Another friend told me how to make my own manikin by swathing myself first in plastic wrap, then in packing tape over the wrap.  Once I was entirely swathed, I would slit the back so I could get out and stuff the resulting form (like a large rag doll, or a boxing dummy) and decorate it.  Ah, decorate.  Too much fun.   Papier mache from discarded sheet music… I could make manikins for Michaelyn, and Maurya, and Meisha too.

So as I’m fingering dress material and considering the juxtaposition of patterns, I’m distracted by thoughts of weeds cropping up outside in my newly planted borders.  We’ve hired a very nice guy to install sprinklers just for the lawn areas; he has transplanted two of my lavenders in the process.  One of his guys crushed a coreopsis; that’s ok.  He didn’t mean to, it was a little under grown anyway.  But I need to weed.  It is not smart to neglect weeds.

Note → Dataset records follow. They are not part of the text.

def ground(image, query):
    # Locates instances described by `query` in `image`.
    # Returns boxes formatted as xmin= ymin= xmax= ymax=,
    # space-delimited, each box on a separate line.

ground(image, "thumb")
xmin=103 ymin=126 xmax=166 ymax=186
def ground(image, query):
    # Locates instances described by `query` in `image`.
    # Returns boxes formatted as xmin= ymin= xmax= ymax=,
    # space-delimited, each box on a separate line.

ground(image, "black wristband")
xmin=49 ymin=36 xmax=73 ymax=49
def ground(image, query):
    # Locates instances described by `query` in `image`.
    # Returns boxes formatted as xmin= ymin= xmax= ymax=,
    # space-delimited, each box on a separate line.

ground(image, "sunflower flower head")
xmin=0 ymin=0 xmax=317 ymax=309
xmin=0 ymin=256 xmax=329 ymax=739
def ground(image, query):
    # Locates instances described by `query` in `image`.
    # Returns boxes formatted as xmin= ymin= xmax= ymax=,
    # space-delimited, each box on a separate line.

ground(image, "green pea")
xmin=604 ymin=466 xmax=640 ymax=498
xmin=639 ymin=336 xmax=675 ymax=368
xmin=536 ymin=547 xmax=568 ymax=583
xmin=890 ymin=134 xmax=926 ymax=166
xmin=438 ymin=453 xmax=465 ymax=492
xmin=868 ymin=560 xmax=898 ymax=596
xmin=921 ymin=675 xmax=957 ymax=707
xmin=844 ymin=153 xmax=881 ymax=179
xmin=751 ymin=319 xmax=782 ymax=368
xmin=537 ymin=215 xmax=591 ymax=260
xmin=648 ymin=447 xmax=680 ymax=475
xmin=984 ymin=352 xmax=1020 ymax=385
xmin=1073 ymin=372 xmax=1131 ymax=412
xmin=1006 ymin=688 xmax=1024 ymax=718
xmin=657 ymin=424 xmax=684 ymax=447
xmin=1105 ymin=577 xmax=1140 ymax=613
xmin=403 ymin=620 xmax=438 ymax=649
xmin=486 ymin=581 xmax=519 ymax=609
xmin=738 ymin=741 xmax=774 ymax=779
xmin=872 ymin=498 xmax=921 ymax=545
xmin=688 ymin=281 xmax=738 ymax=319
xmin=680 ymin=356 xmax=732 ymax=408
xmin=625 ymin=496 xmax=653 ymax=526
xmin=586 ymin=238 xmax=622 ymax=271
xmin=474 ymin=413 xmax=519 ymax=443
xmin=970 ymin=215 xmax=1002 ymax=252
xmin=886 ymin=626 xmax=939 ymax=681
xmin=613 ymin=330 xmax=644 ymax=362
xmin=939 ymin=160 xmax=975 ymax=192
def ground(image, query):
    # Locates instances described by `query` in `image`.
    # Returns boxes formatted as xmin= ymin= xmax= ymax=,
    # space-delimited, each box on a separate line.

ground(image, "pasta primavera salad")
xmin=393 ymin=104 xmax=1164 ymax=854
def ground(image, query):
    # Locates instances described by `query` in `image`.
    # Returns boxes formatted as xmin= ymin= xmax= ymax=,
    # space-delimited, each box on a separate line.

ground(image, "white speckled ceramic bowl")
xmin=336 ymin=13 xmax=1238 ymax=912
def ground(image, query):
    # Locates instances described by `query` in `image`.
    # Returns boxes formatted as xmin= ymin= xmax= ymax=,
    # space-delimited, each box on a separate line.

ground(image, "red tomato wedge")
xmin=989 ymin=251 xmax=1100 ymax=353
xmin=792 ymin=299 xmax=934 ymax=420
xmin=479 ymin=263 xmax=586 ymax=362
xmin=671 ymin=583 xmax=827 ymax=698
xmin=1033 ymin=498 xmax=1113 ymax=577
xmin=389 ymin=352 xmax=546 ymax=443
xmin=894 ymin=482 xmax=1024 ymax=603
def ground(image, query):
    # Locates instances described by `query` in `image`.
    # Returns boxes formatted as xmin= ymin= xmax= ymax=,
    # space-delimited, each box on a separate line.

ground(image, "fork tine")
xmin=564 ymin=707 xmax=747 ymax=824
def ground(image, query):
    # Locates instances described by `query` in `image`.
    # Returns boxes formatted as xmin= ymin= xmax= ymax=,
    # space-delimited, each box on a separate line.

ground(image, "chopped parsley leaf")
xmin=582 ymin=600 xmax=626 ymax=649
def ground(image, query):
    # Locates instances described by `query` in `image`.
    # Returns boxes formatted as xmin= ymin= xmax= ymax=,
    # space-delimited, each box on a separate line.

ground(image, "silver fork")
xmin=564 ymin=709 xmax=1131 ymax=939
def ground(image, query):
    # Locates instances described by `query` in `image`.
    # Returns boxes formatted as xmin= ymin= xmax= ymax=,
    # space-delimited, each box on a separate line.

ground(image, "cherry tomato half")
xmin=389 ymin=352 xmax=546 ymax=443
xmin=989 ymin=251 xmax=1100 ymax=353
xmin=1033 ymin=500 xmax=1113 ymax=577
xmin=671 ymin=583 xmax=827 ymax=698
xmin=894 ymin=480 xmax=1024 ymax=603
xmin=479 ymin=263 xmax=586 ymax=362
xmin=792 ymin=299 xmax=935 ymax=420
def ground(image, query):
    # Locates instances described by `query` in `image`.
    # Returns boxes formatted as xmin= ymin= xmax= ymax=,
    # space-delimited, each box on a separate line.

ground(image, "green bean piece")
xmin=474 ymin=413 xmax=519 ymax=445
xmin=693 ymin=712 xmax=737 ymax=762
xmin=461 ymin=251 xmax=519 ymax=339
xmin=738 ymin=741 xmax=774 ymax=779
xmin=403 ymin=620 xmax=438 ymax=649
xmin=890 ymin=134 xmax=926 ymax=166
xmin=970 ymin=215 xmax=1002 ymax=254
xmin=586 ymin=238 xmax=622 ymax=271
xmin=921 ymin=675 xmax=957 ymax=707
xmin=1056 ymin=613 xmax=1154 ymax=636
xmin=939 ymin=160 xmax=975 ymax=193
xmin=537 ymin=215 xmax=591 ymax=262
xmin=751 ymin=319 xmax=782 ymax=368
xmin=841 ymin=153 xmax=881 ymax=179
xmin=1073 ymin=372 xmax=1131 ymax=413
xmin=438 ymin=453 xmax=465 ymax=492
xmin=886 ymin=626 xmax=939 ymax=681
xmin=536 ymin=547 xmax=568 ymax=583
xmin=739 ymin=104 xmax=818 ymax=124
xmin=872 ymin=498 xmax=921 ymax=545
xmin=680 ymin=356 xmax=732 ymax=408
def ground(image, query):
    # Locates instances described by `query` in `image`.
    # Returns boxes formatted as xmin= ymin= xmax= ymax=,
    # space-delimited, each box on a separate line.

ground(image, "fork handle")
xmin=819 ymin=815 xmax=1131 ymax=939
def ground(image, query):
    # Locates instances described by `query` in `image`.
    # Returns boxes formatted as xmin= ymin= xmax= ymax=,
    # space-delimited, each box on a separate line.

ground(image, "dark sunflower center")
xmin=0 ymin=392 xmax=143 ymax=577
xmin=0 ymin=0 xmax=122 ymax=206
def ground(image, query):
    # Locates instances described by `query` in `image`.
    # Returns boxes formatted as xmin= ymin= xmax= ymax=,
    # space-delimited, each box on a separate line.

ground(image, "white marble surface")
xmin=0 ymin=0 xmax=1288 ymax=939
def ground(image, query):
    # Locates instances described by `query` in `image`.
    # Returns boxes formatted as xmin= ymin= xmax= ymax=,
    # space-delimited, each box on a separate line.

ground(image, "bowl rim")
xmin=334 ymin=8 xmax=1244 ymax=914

And it is not smart to neglect the desire to create, even if I only have two hours.  And so, with my precious two hours today, I painted –a paint on burlap study of an amorous Grandpa kissing Grandma.  Stealing sugar.  It’s not Sargent or Cassatt or Vermeer or even Van Gogh; it’s just a study.  I’ll do it again tomorrow, better and bigger hopefully.  But I’m glad for the two hours of happy imperfection, at last, today.

*(I’ll post the study here at the bottom of this entry tomorrow…haven’t taken a pic of it and the light is terrible tonight).